Let's think a triangle ABC and AD, BE, CF are perpendiculars drawn to the vertex.

Slope AD = -1/slope BC    = -1/1 =-1

.......BE = -1/slope CA      = -1/-3 = 1/3

.....CF  = -1/slope AB      = -1/0   undefined

Orthocenter is the intersection point of the three lines through a vertex perpendicular to the opposite side. For example, through A, perpendicular to BC; through B, perpendicular to AC; and through C, perpendicular AB.

Line through C perpendicular to AB:

m = (6-6) / (4-0) = 0

The line is horizontal, so a line perpendicular to that one would be vertical and have an undefined slope.
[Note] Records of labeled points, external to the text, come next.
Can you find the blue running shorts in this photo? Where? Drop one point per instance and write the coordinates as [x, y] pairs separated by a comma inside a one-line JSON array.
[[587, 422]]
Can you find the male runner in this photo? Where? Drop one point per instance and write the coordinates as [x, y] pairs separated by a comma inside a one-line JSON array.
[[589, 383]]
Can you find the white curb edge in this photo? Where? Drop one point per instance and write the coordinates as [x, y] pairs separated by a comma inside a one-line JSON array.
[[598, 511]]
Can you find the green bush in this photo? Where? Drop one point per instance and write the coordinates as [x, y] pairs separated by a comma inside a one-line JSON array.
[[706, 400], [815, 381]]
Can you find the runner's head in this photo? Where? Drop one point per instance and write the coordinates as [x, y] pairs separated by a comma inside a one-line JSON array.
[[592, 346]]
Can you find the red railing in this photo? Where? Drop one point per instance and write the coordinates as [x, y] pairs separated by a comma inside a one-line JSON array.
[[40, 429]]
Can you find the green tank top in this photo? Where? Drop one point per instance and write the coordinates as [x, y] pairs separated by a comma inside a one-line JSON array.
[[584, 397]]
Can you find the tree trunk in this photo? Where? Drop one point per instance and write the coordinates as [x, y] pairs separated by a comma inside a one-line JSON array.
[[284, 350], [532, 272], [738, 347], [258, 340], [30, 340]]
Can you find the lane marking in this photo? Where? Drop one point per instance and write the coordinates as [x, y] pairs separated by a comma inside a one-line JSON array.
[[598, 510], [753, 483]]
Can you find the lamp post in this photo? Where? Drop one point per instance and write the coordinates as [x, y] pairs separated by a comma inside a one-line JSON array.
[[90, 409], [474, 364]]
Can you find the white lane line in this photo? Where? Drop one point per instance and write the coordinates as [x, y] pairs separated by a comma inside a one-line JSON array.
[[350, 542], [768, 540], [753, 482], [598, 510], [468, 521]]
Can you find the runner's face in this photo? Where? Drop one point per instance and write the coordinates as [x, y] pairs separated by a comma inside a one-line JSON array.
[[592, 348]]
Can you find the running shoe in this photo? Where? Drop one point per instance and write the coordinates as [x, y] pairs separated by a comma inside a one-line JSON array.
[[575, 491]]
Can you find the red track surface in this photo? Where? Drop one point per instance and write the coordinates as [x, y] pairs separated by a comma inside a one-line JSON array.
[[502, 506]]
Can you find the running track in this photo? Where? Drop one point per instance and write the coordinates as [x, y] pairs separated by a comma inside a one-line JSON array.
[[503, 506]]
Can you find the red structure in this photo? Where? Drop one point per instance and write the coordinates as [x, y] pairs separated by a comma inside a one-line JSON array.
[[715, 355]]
However, since it's going through C, whose x coordinate is 1, the equation for the line through C perpendicular to AB is:

x=1

Line perpendicular to BC through A:

m of BC = (6-3)/(4-1) = 3/3 = 1

m perpendicular to BC is therefore -1.

Line perp. to BC through A ... 6 = -1(0) + b

b = 6

Equation of line = y = -1(x) + 6.

Line perpendicular to AC through B:

m of AC = (6-3)/(0-1) = 3/-1 = -3.

m perp to AC = 1/3

Substituting in y=mx+b gives 6 = (1/3)(4) + b

b = 14/3

Line equation -> y = (1/3)x + (14/3)

Since x must be 1 for all three altitudes,

plug in 1 for the other two equations.

y = -(x) + 6

y = -(1) + 6 = 5

(1,5) works for the first two equations.

Verify in the 3rd.

y = (1/3)(1) + (14/3)

y = 15/3 = 5.

The orthocenter of this triangle is at (1,5).